Exercise is important at every stage in life, but even more so after a stroke. It is important to follow the doctors’ instructions to help you get back to your best health. You do not have to have long strenuous gym exercise to achieve your optimum health after your stroke. It can be as easy a grabbing a friend and heading out for a walk, or some light strength training at the gym.
How Aerobic Exercises Help After a Stroke
It is very important to make aerobic exercises a part of your daily routine after you have a stroke. There are many benefits to exercising after your stroke. It can help to lower blood your pressure, help to build your muscle strength, coordination, balance, weight loss, endurance, mental health, and many more benefits.
What Exercises Should I do After a Stroke
Always follow your doctors’ instructions for your rehabilitation plan. The American Stroke Association strongly recommends walking along with pedaling on a stationary bike, water aerobics, resistance training, along with balance and stretching exercises. Your physical therapist will help determine what exercises you need based on what was affected by your stroke.
How Much Should You Exercise After a Stroke
Your doctor will give you a game plan for recovering after your stroke. It is important to follow your doctor’s instructions. This includes diet and exercise. As important as it is to exercise, you do not want to overdo it. This could have the opposite effect of what you are trying to obtain. Keep it slow and steady as you build up your strength and endurance. It will take time, but the end result is worth the process to get there.
The American Stroke Association says that regular physical activity following a stroke can also help reduce the risk of falls and other complications like heart disease and future strokes. It is important to note that there are many other benefits from exercising, so keep up the routine even after physical therapy to keep your body and healthy and active as possible.
Benefits of Physical Therapy/ Exercising After a Stroke
We have already discussed some of the benefits of exercising after you have a stroke but let us look at some of the treatments that your physical therapist may suggest for you.
-Walking and balance training. Walking independently after a stroke is one of the key goals in post-stroke rehabilitation. Your brain signals for your lower limbs, muscles, and joints to move in a certain way, however, after a stroke, these signals may become disrupted making it a challenge to stand and walk. Your physical therapist will work with you to help you improve in this area.
-Strength and resistance training. This can include weightlifting, certain exercise machines that help build strength and resistance, along with some simple physical activities such as standing and sitting repetitively.
-Task-oriented and functional training. This type of training helps you practice real-life activities that you need in real-life settings. This helps to lead to improvements in functional outcomes and your overall health-related quality of life.
-Constraint-induced movement therapy. This is a specialized approach used to increase the use of your arms. For example, your physical therapist may have you wear a mitt or a sling on the less-affected arm 90% of the time to force you to use the affected arm. You may be asked to perform repetitive task-oriented exercises with the affected arm 6-7 hours per day for about 10 – 15 consecutive weekdays. This helps you to build your strength back in the affected arm.

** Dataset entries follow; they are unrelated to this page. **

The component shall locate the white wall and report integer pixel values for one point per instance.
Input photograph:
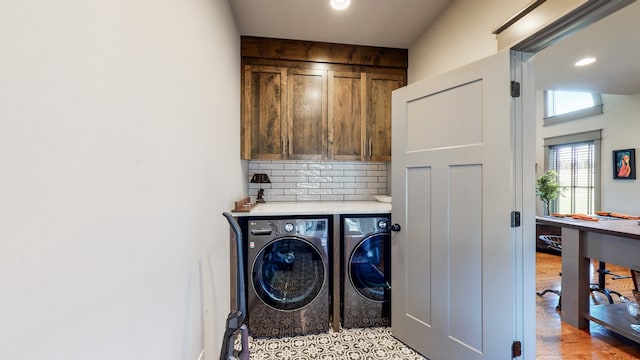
(115, 120)
(463, 34)
(620, 128)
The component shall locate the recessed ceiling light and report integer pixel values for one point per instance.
(585, 61)
(340, 4)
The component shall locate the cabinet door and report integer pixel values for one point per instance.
(378, 112)
(264, 112)
(307, 110)
(346, 115)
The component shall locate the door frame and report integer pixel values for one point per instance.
(523, 71)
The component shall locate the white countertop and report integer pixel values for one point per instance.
(277, 208)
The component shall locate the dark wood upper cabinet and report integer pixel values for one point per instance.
(311, 101)
(264, 113)
(307, 139)
(346, 115)
(378, 123)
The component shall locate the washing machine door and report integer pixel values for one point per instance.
(288, 273)
(369, 267)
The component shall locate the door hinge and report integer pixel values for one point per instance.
(515, 218)
(515, 89)
(516, 349)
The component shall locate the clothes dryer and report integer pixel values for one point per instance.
(289, 276)
(366, 271)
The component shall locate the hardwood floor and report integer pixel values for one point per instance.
(557, 340)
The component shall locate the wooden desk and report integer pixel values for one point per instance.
(611, 241)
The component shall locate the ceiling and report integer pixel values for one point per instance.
(384, 23)
(399, 23)
(613, 41)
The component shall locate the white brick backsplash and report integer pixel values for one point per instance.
(296, 191)
(366, 166)
(357, 197)
(308, 172)
(376, 173)
(345, 166)
(283, 185)
(325, 179)
(308, 198)
(331, 197)
(355, 173)
(283, 173)
(344, 191)
(271, 166)
(321, 166)
(319, 180)
(332, 173)
(344, 179)
(320, 191)
(283, 198)
(309, 185)
(296, 166)
(296, 179)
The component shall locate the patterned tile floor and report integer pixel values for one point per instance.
(350, 344)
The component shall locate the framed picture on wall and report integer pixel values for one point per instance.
(624, 164)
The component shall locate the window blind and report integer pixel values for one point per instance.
(575, 164)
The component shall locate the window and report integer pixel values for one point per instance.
(570, 105)
(576, 158)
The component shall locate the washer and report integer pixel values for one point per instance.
(366, 272)
(289, 276)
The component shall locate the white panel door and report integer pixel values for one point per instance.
(453, 193)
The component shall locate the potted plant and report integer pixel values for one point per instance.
(547, 188)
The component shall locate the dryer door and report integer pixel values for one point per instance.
(369, 267)
(288, 273)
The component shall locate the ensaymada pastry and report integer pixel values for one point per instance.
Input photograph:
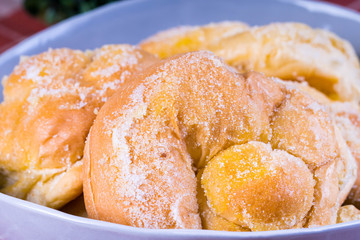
(291, 51)
(191, 38)
(348, 213)
(50, 102)
(191, 143)
(347, 118)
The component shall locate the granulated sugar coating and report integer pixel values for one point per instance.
(290, 51)
(163, 152)
(50, 102)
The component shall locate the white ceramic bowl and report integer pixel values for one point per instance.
(130, 22)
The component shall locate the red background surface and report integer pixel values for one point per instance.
(16, 24)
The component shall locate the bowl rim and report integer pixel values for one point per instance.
(114, 227)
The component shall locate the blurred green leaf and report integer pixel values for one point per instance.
(52, 11)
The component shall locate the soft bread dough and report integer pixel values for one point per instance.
(348, 213)
(346, 115)
(291, 51)
(179, 118)
(50, 102)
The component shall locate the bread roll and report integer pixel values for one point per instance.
(50, 102)
(290, 51)
(191, 143)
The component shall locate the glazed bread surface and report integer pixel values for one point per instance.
(191, 143)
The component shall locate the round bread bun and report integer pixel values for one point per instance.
(50, 102)
(290, 51)
(191, 38)
(191, 143)
(346, 115)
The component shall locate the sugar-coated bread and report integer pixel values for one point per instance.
(291, 51)
(50, 102)
(348, 213)
(191, 143)
(346, 115)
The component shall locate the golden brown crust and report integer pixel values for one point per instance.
(188, 110)
(50, 102)
(346, 116)
(348, 213)
(291, 51)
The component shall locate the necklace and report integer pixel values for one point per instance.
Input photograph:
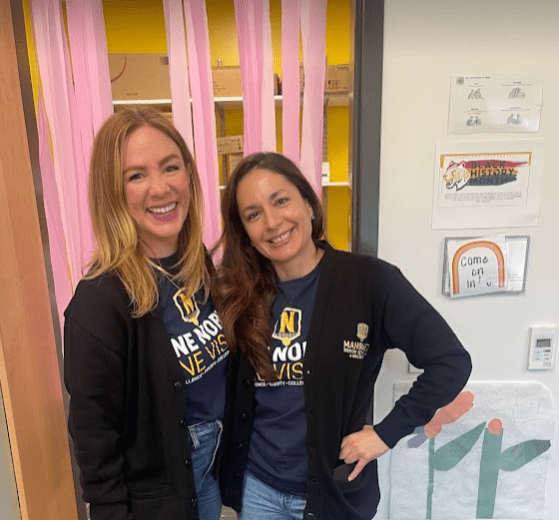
(166, 274)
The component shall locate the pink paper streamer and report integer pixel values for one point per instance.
(92, 102)
(255, 52)
(75, 106)
(59, 101)
(313, 29)
(203, 110)
(290, 16)
(178, 70)
(57, 245)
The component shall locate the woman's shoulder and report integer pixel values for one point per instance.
(360, 264)
(98, 295)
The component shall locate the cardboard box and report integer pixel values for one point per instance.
(336, 78)
(227, 81)
(139, 76)
(234, 160)
(229, 144)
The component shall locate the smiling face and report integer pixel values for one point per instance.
(277, 220)
(156, 189)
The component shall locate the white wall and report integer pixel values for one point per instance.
(425, 43)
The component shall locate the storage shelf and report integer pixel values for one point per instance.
(232, 103)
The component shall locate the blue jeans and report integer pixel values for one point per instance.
(204, 442)
(262, 502)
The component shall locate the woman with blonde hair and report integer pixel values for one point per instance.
(308, 327)
(145, 356)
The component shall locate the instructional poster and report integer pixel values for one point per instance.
(487, 184)
(495, 104)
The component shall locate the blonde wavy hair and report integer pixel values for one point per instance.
(117, 244)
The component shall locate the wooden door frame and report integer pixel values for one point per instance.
(29, 362)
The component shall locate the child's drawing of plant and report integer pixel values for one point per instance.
(492, 459)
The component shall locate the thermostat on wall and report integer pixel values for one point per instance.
(542, 347)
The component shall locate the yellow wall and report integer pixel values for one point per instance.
(139, 26)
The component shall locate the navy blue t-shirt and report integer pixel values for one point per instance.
(198, 341)
(277, 454)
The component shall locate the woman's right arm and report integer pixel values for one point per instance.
(95, 377)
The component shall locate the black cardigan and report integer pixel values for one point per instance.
(353, 290)
(127, 408)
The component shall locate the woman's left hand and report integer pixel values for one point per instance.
(363, 447)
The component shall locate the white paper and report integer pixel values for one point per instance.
(526, 414)
(483, 184)
(495, 104)
(515, 253)
(477, 267)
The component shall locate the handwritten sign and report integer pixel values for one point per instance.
(477, 266)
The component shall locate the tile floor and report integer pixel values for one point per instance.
(228, 514)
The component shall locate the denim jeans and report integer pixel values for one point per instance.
(204, 442)
(262, 502)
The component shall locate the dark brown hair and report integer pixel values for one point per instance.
(246, 283)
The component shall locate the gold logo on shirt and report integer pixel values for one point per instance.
(288, 327)
(362, 331)
(188, 307)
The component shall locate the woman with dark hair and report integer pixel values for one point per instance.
(308, 326)
(145, 355)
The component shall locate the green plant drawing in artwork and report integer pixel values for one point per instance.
(492, 459)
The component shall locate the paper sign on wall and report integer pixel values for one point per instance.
(487, 184)
(484, 265)
(495, 104)
(477, 267)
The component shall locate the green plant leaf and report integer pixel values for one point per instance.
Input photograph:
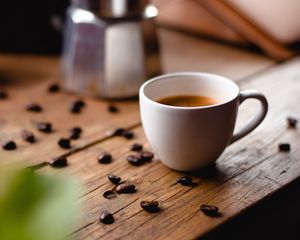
(35, 206)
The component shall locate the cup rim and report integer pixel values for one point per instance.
(180, 74)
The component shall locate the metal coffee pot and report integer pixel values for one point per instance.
(110, 47)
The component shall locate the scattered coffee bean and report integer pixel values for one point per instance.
(292, 122)
(118, 132)
(135, 160)
(106, 217)
(136, 147)
(284, 147)
(3, 94)
(125, 188)
(34, 107)
(64, 143)
(128, 135)
(105, 157)
(185, 181)
(44, 127)
(9, 145)
(76, 106)
(59, 162)
(109, 194)
(75, 133)
(210, 210)
(53, 88)
(150, 206)
(114, 179)
(146, 156)
(27, 136)
(112, 108)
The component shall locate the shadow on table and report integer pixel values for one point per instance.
(275, 217)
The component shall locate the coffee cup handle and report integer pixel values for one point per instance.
(248, 94)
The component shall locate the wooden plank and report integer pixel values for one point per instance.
(247, 172)
(26, 78)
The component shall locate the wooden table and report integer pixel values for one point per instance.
(248, 172)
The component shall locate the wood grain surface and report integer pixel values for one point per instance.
(246, 173)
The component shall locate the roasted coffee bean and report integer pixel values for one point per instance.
(118, 132)
(146, 156)
(135, 160)
(125, 188)
(34, 107)
(292, 122)
(112, 108)
(114, 179)
(185, 180)
(106, 217)
(53, 88)
(75, 133)
(109, 194)
(28, 136)
(59, 162)
(44, 127)
(128, 135)
(105, 157)
(76, 106)
(136, 147)
(3, 94)
(9, 145)
(150, 206)
(64, 143)
(284, 147)
(210, 210)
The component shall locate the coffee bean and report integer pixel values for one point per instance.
(210, 210)
(106, 217)
(128, 135)
(64, 143)
(292, 122)
(118, 132)
(3, 94)
(284, 147)
(44, 127)
(146, 156)
(53, 88)
(112, 108)
(125, 188)
(109, 194)
(135, 160)
(136, 147)
(185, 181)
(59, 162)
(105, 157)
(76, 106)
(34, 107)
(150, 206)
(114, 179)
(75, 133)
(28, 136)
(9, 145)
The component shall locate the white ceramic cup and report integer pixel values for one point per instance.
(188, 138)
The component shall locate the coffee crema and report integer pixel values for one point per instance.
(187, 101)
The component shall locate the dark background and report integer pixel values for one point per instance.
(32, 26)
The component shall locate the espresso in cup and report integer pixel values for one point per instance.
(187, 101)
(189, 118)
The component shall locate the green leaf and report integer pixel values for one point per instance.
(35, 206)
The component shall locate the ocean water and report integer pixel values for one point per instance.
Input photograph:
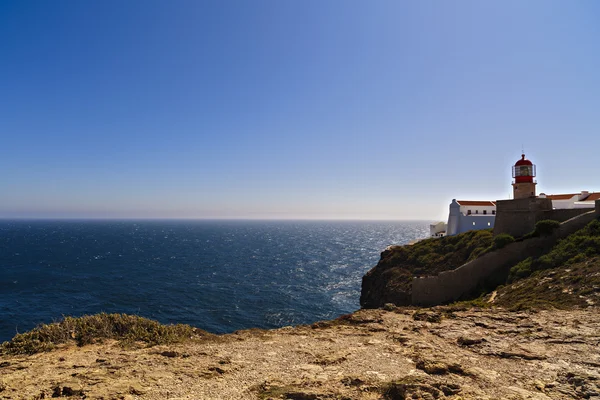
(216, 275)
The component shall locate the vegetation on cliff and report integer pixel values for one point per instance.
(96, 328)
(390, 280)
(566, 276)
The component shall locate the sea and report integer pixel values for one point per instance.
(217, 275)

-Motor imagery and mental practice. This method involves stimulation of the neural system while a person imagines performing a task or body movement without actually physically performing the movement. It is believed that this form of physical therapy helps to stimulate the part of your brain that controls the needed movement.
The key to a successful recovery is consistency. Recovery requires a steady, repetitive program of walking and exercise to be effective. It is important to keep up your physical exercise even after your physical therapy is complete.
Hiring an experienced exercise professional after PT discharge will help continue your recovery. Science is discovering that due to neuroplasticity, recovery after a brain injury never stops.